De Dunkerque à Tamanrasset
Bouteflika ou les talibans. C’est le choix que nous décrit Nicolas Sarkozy, “un ami qui nous veut du bien”.
Est-ce d’ailleurs pour notre bien, pour quelques milliards d’euros de contrats ou pour contenir les talibans loin des frontières sud de la France, que Sarkozy a décidé de soutenir le régime en place ? Jusqu’à avant-hier, nous ignorions que le voyage du président français en Algérie avait cette finalité de politique intérieure, celle de peser sur la perspective nationale réduite à une alternative binaire entre le statu quo et Kaboul. Nous voilà donc éclairés sur les motivations d’un déplacement entrepris sans Enrico Macias et malgré les appels à y surseoir que les propos de notre ministre des Moudjahidine ont suscités outre-Méditerranée !
La confidence n’est pas sans rappeler le fameux “il faut” par lequel François Mitterrand avait tenté d’exercer sa pression à rebours pour que le processus de prise de pouvoir du FIS “aille à son terme”.
À Paris, on a pris l’habitude de caricaturer nos choix. En métropole, on n’a pas le temps d’affiner l’analyse des contextes politiques dans le tiers-monde. Dans un pays où il y a la droite, l’extrême droite, la droite libérale, la droite gaulliste, le centre, la gauche, la gauche de la gauche, l’extrême gauche, on trouve trop compliqué de compter jusqu’à trois ou quatre quand il s’agit de l’ex-colonie.

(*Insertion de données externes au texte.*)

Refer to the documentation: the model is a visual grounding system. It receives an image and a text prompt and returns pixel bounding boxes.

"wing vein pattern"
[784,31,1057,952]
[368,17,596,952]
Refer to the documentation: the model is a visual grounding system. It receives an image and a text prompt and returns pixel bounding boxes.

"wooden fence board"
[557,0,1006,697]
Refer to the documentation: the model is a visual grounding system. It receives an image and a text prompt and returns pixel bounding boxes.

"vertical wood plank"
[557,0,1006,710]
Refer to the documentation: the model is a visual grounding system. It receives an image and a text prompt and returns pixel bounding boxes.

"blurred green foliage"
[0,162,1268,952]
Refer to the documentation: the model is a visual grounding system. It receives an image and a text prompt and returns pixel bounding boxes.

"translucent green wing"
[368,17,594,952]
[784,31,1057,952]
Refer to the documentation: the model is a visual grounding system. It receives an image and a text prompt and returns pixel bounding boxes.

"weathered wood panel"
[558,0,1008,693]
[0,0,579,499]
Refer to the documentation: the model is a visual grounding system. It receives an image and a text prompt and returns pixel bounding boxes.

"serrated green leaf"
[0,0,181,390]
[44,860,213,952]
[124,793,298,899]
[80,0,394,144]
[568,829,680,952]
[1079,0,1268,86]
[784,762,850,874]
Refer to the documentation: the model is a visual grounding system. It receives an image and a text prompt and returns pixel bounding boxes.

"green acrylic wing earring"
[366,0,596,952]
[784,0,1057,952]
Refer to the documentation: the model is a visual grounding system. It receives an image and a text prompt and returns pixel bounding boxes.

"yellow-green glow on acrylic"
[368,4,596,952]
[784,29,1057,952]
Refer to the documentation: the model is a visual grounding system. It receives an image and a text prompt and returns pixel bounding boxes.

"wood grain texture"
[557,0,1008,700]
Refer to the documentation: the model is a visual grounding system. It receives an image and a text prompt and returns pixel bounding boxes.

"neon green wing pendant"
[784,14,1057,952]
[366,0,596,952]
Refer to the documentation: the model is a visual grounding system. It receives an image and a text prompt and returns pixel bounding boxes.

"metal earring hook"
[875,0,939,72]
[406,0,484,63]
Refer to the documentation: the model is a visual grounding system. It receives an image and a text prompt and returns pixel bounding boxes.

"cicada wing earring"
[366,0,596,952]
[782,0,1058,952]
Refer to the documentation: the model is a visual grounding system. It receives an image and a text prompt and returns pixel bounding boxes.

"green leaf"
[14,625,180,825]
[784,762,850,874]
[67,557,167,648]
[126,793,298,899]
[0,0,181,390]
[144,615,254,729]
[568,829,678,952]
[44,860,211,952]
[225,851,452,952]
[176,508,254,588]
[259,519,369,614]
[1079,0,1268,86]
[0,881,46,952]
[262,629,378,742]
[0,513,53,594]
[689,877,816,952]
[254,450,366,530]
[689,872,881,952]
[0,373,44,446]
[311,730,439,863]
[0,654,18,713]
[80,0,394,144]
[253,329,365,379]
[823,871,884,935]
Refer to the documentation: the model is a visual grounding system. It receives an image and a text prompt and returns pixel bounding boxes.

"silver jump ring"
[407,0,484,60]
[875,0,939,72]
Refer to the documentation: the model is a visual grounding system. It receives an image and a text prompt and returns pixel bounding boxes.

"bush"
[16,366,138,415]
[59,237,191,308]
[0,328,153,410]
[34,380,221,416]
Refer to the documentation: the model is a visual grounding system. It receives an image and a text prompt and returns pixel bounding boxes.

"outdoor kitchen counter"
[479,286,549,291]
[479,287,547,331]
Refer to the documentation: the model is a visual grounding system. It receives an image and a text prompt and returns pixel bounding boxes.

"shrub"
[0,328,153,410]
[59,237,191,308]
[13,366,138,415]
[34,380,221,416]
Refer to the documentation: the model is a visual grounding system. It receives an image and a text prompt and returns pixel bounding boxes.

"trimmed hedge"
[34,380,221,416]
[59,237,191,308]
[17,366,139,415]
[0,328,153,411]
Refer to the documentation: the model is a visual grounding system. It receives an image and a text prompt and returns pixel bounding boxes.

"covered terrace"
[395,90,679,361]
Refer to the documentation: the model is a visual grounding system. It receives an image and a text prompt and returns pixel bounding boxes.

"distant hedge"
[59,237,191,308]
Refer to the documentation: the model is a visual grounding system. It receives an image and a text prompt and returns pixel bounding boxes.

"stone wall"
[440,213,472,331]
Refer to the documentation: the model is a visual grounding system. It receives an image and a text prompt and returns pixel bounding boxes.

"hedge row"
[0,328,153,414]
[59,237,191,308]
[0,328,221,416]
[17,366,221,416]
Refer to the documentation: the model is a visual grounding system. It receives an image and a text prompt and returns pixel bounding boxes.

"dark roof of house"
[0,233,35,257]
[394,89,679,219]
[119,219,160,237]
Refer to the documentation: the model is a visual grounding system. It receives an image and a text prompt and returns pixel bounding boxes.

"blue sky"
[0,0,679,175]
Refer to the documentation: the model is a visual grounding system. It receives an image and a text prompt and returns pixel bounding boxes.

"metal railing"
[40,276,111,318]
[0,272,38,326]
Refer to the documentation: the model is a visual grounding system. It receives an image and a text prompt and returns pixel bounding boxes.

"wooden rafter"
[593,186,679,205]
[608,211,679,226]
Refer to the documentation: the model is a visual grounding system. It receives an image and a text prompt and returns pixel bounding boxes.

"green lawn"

Alors, on récapitule : il y a ceux qu’on connaît et ceux qui se font connaître de la manière qu’on sait. Et si des affaires plus pressantes empêchent de se positionner, on peut faire semblant de les confondre grâce au “Qui tue qui ?”, invention qui permet de renvoyer dos à dos autoritarisme militaire et terrorisme islamiste.
Mais Sarkozy n’a rien inventé. Ici aussi, on nous assure que nous avons le choix entre “la réconciliation nationale”, identifiée à un régime, et la violence porteuse de chaos. Même si le choix s’était avéré avoir été de subir les deux — la réconciliation autoritaire et l’insécurité islamiste —, on devrait bientôt le rééditer. Du fin fond du Sud, les “notables” touareg nous l’ont demandé.
Curieuse démocratie où l’activité officielle se transforme, longtemps avant l’échéance, en “primaires” permanentes. Mais, soit. On ne va tout de même pas contrarier cette belle unanimité qui s’étend de Dunkerque à Tamanrasset et que partagent la perspicacité républicaine, au Nord, et la sagesse tribale, au Sud !
La France a tout fait pour annuler la course du Dakar, sans se soucier de soutenir la Mauritanie qui, pourtant, réalise de remarquables avancées démocratiques, contre les talibans. Il est vrai que ce pauvre pays n’a pas les milliards qu’il faut pour faire ses courses à Paris.
Sarkozy ne se contente donc pas d’avoir sa préférence ; il édicte une sentence qui ne nous laisse que le choix de conserver notre régime ou d’aider à la révolution “talibane”, montrant ou feignant une superbe ignorance des réels enjeux politiques de l’Algérie qu’il confond avec ses préoccupations de politique étrangère.
Cela dit, il n’y a pas de quoi s’inquiéter : l’Algérien choisira sans surprise. Avec tout ce monde qui pense pour lui, il ne peut pas se tromper.